Reputation:
i am currently developing a API for a service and was wondering if this could be classed as safe enough to prevent injection and/or other malicious attacks to the databases.
$username = mysql_real_escape_string(ereg_replace("[^A-Za-z0-9]", "", $_REQUEST['username']));
$password = mysql_real_escape_string(ereg_replace("[^A-Za-z0-9]", "", $_REQUEST['password']));
What this is doing is stripping out everything but letters and numbers and then running the mysql_real_escape_string command to run a fine comb in case something managed to get though.
Upvotes: 1
Views: 96
Reputation: 13574
Nathaniel,
Should be fine your usernames (maybe add '_' to the RE) but you've got a real problem with passwords, haven't you? Any half decent authentication actively encourages a user to choose a password which contain symbol(s), as well as letters, UPPERCASE LETTERS, and numbers.
So I guess I'd just stick to using mysql_real_escape_string - Escapes special characters in a string for use in an SQL statement ... after CAREFULLY reading the documentation, of course.
Cheers mate. Keith.
Upvotes: 0
Reputation: 1621
Just your regex would be enough, without any further cleaning.
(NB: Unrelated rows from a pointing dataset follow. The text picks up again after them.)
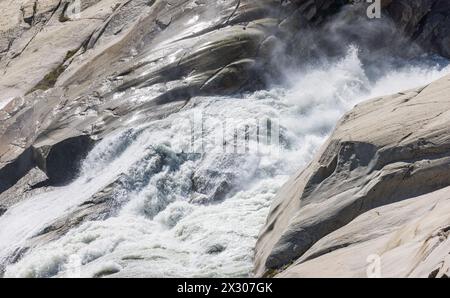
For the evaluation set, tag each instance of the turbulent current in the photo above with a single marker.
(187, 201)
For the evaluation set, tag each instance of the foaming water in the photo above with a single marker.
(194, 214)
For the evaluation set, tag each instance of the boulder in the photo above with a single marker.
(384, 153)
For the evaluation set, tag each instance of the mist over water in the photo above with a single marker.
(197, 215)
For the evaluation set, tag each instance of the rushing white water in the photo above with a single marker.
(171, 222)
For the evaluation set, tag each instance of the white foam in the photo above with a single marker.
(159, 232)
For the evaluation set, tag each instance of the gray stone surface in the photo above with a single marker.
(384, 151)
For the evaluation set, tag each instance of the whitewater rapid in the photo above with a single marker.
(195, 214)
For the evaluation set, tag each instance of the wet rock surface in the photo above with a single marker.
(67, 80)
(386, 155)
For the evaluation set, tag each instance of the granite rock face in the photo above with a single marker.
(377, 187)
(72, 74)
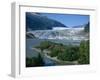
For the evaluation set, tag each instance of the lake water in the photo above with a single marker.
(35, 42)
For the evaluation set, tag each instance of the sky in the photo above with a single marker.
(69, 20)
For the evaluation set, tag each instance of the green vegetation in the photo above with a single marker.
(84, 52)
(34, 61)
(86, 29)
(67, 53)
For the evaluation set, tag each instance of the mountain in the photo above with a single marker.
(35, 21)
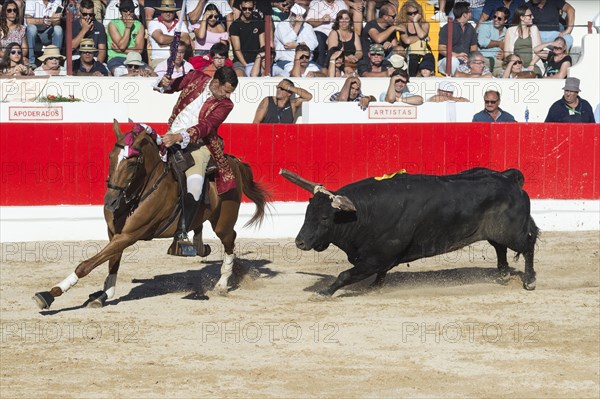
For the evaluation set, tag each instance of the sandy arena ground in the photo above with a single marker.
(439, 328)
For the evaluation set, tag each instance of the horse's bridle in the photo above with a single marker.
(123, 189)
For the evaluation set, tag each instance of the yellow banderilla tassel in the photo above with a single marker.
(389, 176)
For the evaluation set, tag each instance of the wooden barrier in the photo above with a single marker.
(53, 164)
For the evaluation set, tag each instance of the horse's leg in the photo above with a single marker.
(113, 249)
(98, 299)
(202, 249)
(224, 229)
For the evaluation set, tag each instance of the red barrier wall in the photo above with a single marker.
(51, 164)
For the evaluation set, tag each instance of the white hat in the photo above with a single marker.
(446, 86)
(398, 62)
(297, 9)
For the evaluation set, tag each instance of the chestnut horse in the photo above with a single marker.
(142, 203)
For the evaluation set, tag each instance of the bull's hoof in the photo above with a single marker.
(43, 299)
(96, 300)
(221, 291)
(319, 297)
(504, 278)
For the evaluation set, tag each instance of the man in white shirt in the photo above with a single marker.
(43, 24)
(302, 67)
(180, 68)
(161, 31)
(195, 10)
(321, 16)
(292, 32)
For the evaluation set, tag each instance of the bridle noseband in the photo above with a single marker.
(123, 189)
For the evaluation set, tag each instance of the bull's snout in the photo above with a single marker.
(300, 244)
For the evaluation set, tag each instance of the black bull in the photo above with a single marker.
(382, 223)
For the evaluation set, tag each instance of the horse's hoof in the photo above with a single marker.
(529, 286)
(43, 299)
(205, 251)
(96, 300)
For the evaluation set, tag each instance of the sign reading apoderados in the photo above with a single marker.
(392, 112)
(35, 113)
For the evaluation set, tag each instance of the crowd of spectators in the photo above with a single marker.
(319, 38)
(340, 34)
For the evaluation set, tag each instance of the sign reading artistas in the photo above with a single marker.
(392, 112)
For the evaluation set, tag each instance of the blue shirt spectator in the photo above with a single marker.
(491, 5)
(492, 111)
(571, 108)
(484, 116)
(490, 34)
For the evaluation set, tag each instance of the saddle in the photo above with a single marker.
(179, 162)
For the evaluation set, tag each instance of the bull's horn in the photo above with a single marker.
(117, 130)
(299, 181)
(343, 203)
(337, 201)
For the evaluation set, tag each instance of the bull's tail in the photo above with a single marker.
(255, 192)
(533, 233)
(515, 175)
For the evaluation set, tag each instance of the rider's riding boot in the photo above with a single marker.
(181, 245)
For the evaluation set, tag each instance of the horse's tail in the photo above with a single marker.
(255, 192)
However, you should consider creating some sort of layer between your forms and the database to do this cleaning automatically.
Upvotes: 0
Reputation: 490423
Skip the deprecated ereg_replace()
function and just use mysql_real_escape_string()
.
Also, why would you want to limit the user's password to a subset of chars. This just makes breaking in much easier.